Docs/Local Compute

Workspace

Local Compute

A step-by-step walkthrough for downloading local setup files, starting the Docker adapter, syncing a local artifact, and running computations on your own machine.

Learn chapter

This chapter is a step-by-step local compute walkthrough. It shows you how to move from choosing a local artifact in WEEMS to running notebook computations on your own machine through Docker.

Audience

Use this guide when you want the runtime to live on your computer while keeping the WEEMS app, login, and project context in the normal online workflow.

In this chapter

  • Prepare Docker Desktop and a stable connection before you begin.
  • Select a local artifact, name the adapter, and download the setup bundle.
  • Run the local adapter container and verify it in Docker Desktop.
  • Connect WEEMS to the adapter, sync the selected Python image, and confirm it in Docker.
  • Start the machine, confirm the running state, and begin local notebook execution.

Before you start

Confirm the local setup prerequisites before you begin the walkthrough.

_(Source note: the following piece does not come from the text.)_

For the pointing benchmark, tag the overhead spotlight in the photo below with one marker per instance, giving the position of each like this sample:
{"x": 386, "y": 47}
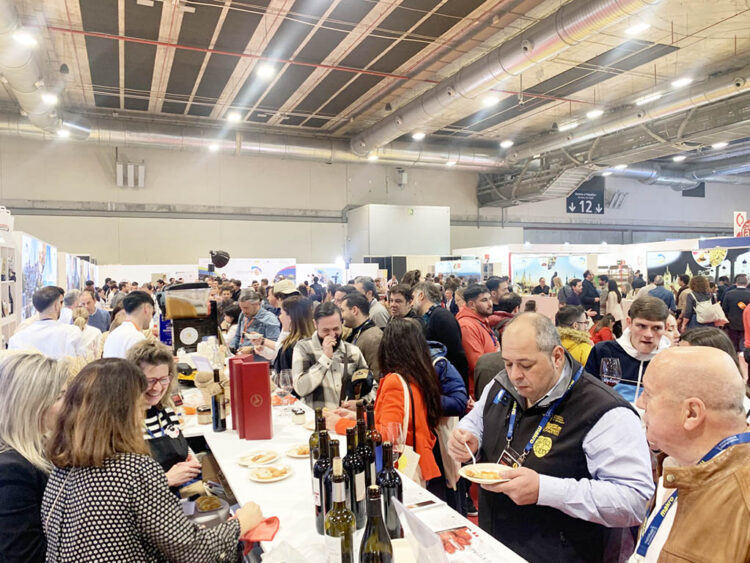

This guide walks you from selecting a local artifact in WEEMS all the way to running notebook computations on your own computer through Docker.

WEEMS still handles the product UI, login, and project context online, but the adapter, runtime image, and live compute session will be prepared locally on your machine in the steps below.

Docker Desktop must be ready

Install Docker first and make sure it is already running before you begin the local setup flow.

Keep Docker open

You will use the Docker window to confirm both the adapter container and the synced image later in the walkthrough.

Stable internet helps

Artifact sync and first-time machine startup can take longer on slower or unstable connections.

Step 1

Confirm Docker Desktop and your connection are ready

Before you touch the local setup flow, make sure Docker is installed, Docker Desktop is already running, and its window is open on your computer.

Docker needs to be available from the start because the walkthrough depends on it twice: first when you launch the local adapter container, and later when you verify that the selected runtime image was added successfully.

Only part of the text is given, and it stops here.